Vapurdayım şimdi. Seni de sigaramın dumanı gibi tellendirmeden içime çeksem ve bırakmasam. Hapsetsem. Kimse seni görmese ve sen de benim içimden başka birşey görmesen.

Sizi sevdim. Temmuz’u sende, seni bu yıl Temmuz’da sevdim. İkinizi de bıraksam. Sensiz ben olsam eskisi gibi ve yıl 11 ay olsa artık..

27 Ağustos’05

Not: bu şekilde tarih atınca daha duygusal oluyor gibi sanki..

3 Ekim 2009 Cumartesi

yürü de best model görsünler!


Tuğçecan Çin'e doğru yolun açık olsun. serilsin kırmızı halılar, çatlasın seni kaçıran topçu kazmalar!

MGNTWMN’IN PEMBE SAFSALAKLIK MÜZESİ VOL.1

Yeni eşyalarla beraber bir iki gündür hayatımı kutulara ayırıyorum. Tabii defterler, günlükler, anlıklar, eski mailleşmeler (eskiden bütün özel mailleşmelerimi çıktı alırdım. –teknolojiyi reddetme durumları.. ne delilik!-) eski mektuplaşmalar; unuttuğum ne varsa döküldü herşeyler meydana. Çok dokunaklı, çok duygusal, çok serseri ve çok romantik. Geçen akşam Seyfi Dursunoğlu söyleyince regl öncesi effectle hüngür foşurt ağladım ama tek neden regl değildi. Çok sevmiş birini. O kadar belli ki bakışından, cümleyi kurarken arada verdiği esten... Bir daha o kadar sevmemiş ve belli sayıda insanla beraber olmuş. “bir şeyin sayısı çoğaldıkça, kıymeti azalır” dedi. Ne kadar bilindik bir cümle ama içimi çizdi benim bir an. Kendime döndüm. Dün akşam kutuları toplarken farkettim ki yaşım büyüdükçe, sayı arttıkça daha az romantik olmuşum. Daha duygusuzlaşmışım. Erkekleşmişim. Oysa çocukluğa indikçe neredeyse giderek demlenen bir şairim. Çok hislendim. Çok hatırladım eskileri(mi). Ne kadar derin aşık olduğumu. Herhalde son ilişkimde biraz bıraksaydım kendimi, üstümden koca bir tır geçmiş gibi yapışıp, apışıp kalırdım bunca anı ve yaşanmışlıkla. İşte mgntwmn’ın duygusal halleri..

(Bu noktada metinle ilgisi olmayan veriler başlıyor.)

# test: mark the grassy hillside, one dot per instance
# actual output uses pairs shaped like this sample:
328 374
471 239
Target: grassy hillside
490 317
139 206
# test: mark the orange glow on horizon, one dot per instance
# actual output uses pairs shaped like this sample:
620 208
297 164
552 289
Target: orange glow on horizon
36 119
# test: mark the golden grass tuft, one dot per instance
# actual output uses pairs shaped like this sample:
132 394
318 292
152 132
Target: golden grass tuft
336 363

Bu şehrin sokaklarında zevkle yürüdüğümüz nadide anlar vardır.
Yalnız başına bir bahar akşamı Ortaköy’de oturup denize bakarken,
Karlı bir günde İstiklal’de yürürken
Bereyle kaşkol arasındaki küçük aralığı da
Kar taneleri kapatmaya çalışırken,
Serserilik yaptığın bir gecenin ardından günün ilk ışıklarıyla
Bir yandan çayını yudumlarken, bir yandan gördüğün manzara için şükredersin
İstanbul’un herhangi bir kıyısında olduğun için..

Aklına hep tekbir kişi vardır böyle zamanlarda..
Artık sevilmiyor olabilirsin.
Ya da nefret bile ediyor olabilirsin ondan.
O anı yaşamak için affedersin onu, kendi, bütün hataları..

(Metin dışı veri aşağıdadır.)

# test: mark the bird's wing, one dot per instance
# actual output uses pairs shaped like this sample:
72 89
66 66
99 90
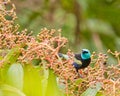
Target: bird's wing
78 61
78 56
63 56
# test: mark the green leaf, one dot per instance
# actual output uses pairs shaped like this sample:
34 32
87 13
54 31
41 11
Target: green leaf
7 90
92 91
32 80
15 76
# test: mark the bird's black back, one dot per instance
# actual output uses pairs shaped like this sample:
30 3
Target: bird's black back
85 62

Acaba en son ne zaman geçti bu yoldun dersin..
Kimlerle oturdu burda?
O da böyle dakikalarda düşünüyor mu beni dersin..

Bülent Ortaçgil’in dediği gibi:
“Belki beş dakika arayla geçtiniz aynı sokaktan”

Biriniz diğerinize geç kaldı tıpkı hayatınızda olduğu gibi belki..
Acıları kabullenmiş olmanın dinginliği ile
Öyleceğ durup şehri seyretmek güzeldir.
Birileri için ne ifade ettiğinizi bilmeseniz de..
Kendi varlığınızı en büyük mutluluk ve şükür nedeni olarak görürsünüz
Elinizde bir tek bu vardır..

Farkında olmadan aynı anda birbirimizi düşündüğümüz tüm zamanlar için..

24’Ekim 2005

2 Ekim 2009 Cuma




BİR BAŞKA YAPTI BENİ BU EV HALLERİ

Hayatımın hiçbir evresinde bu kadar eve kapandığımı hatırlamıyorum. Hep dışarı çıkmak için bahanelerim olur. Haftada en en az 1 gece dışarıya çıkmak, tüm gün evde olmam gerekse de, bakkalı bahane edip 5-10 dk havalanmak vs vs. Bitmez benim sokaklarla olan iletişimim. Evden çalışmaya başladığım bu bir aylık süreçte hayatımdaki değişiklikler:

- Asla bir sosyalleşme belirtisi yok. Genelde programları ben yaparken şu an arayanlarla da buluşmama, hatta çok görüşmek isteyenleri eve davet etme eğilimindeyim.
- Sprituel durumlarda bir sıçrama söz konusu. Vallahi de yönetiyorum herşeyleri oturduğum yerden. Düşmanlarım çatlasın!
- Kültür patlaması: izlenen film ve okunan kitap sayısında artış söz konusu. Genişleyen hayal dünyası ve giderek daha çok yazma ihtiyacı yaratıyor.
- Evin artık yuva olması. Yeni eşyalar ve düzenlemeler. Yeni işimin ilk maaşını henüz almamış olsam da kendi konforum için harcadım. İkinci maaşımı sıhatim için, üçüncüyü kendi tatilim için... harcama planlarım var. (bknz “en kısa peri masalı”)
- Sürekli yemek yiyorum. Birkaç kilo alıp, yaşamsal tehlike çizgisini geçtim. Birkaç kilo daha alırsam balık etli sıfatına yetişeceğimi umuyorum.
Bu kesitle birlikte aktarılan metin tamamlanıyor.